Fortunately, several alternatives to traditional venture capital are arising to take up the slack. Where will they complement VC, and where will they replace it?

  • Corporate VC invests $5 billion: Corporate VCs like Intel Capital, BASF Ventures, and Monsanto Growth Ventures are large corporations’ way of staying abreast of, and investing in, promising new technologies they find. Last year they invested about $3-5 billion – less than a fourth of conventional VC, but CVCs put it towards areas like industrial and agricultural technology that traditional VCs don’t know how to commercialize.
  • Conscious Capital (aka “impact investment”) grows to $9 billion: As legendary investor Warren Buffett recently argued in a New York Times op/ed article, charity has the potential to better achieve its goals if it adopts more business-minded principles. JP Morgan recently estimated that impact investment will grow by 12.5% this year to $9 billion. And many super-successful entrepreneurs like Jeff Bezos (Amazon), Elon Musk and Peter Thiel (PayPal), and Richard Branson set aside money for pursuing technically audacious goals (client registration required). VCs can’t make such long-term, high-risk bets with their partners’ money, but firms like Bezos Expeditions, Breakout Labs, and the Skoll Foundation can. They are investing in companies like Modern Meadow (client registration required) (which grows meat from cells, lowering the need for both natural resources and animal suffering) and D-Wave (client registration required), the world’s only quantum computer manufacturer.
  • Competitions bring in $2 billion, but have outsized impact: Like business-minded conscience capital, innovation competitions are based on the premise that competing for investment makes the recipients stronger. While high-profile programs like the X Prize and NASA Centennial Challenges are the best-known, the Institute for Competition Sciences, which documents data and best practices in the area, estimates that 30,000 competitions take place worldwide annually. While they are a smaller slice of the overall dollar pie and seldom can fund an innovation entirely, they amplify the value of all other investments into the organization.

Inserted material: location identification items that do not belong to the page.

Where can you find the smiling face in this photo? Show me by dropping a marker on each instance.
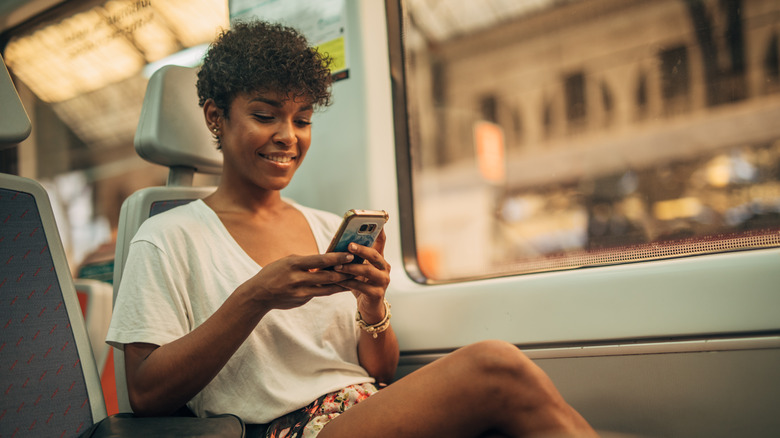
(264, 139)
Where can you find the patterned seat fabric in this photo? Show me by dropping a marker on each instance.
(42, 386)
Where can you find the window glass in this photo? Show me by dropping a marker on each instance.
(561, 134)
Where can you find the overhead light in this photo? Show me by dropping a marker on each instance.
(109, 43)
(191, 57)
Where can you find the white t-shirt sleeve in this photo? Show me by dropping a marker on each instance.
(149, 306)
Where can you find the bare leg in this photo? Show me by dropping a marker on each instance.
(488, 387)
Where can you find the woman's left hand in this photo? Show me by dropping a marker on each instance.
(370, 280)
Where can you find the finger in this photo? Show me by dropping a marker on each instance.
(319, 261)
(327, 289)
(379, 244)
(327, 277)
(370, 254)
(361, 288)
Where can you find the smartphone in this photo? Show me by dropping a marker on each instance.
(359, 226)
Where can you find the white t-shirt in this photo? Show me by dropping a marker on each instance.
(183, 264)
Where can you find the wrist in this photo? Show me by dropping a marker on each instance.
(378, 327)
(372, 312)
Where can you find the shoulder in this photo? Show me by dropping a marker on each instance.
(175, 223)
(320, 219)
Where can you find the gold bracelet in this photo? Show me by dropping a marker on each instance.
(375, 329)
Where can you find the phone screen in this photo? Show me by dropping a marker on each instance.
(359, 226)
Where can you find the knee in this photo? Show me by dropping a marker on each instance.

  • Crowdfunding bringing $5 billion: Sites like Kickstarter and Indiegogo help small entrepreneurs and inventors to get seed money from thousands of individuals, usually in exchange for the product or merchandise like stickers and t-shirts. Then there are “pure science” crowdfunding sites like Microryza, FundaGeek, and Petridish.org which seek to support experiments and research that may or may not have a tangible return to the donor. Crowdfunding brought innovators some $1.5 billion in 2011, $3 billion in 2012, and will hit $5 billion this year. As with other sources, Crowdfunding’s biggest benefit is not the money – the fundraising campaign brings publicity, customer input, and community-building all at once.

Venture capital is slowly shrinking, while the four new forms of funding – Corporate VC, Competitions, Conscious Capital, and Crowdfunding – are set to pass $20 billion in aggregate, and are growing, fast. In fact, it seems inevitable that they will surpass VC in the coming year or soon thereafter. It’s important to keep in mind that these new forms of funding can both complement traditional venture investment, as well as compete with it by offering better terms inventors and entrepreneurs. Whether they are competing or collaborating, innovation can only benefit from these novel approaches.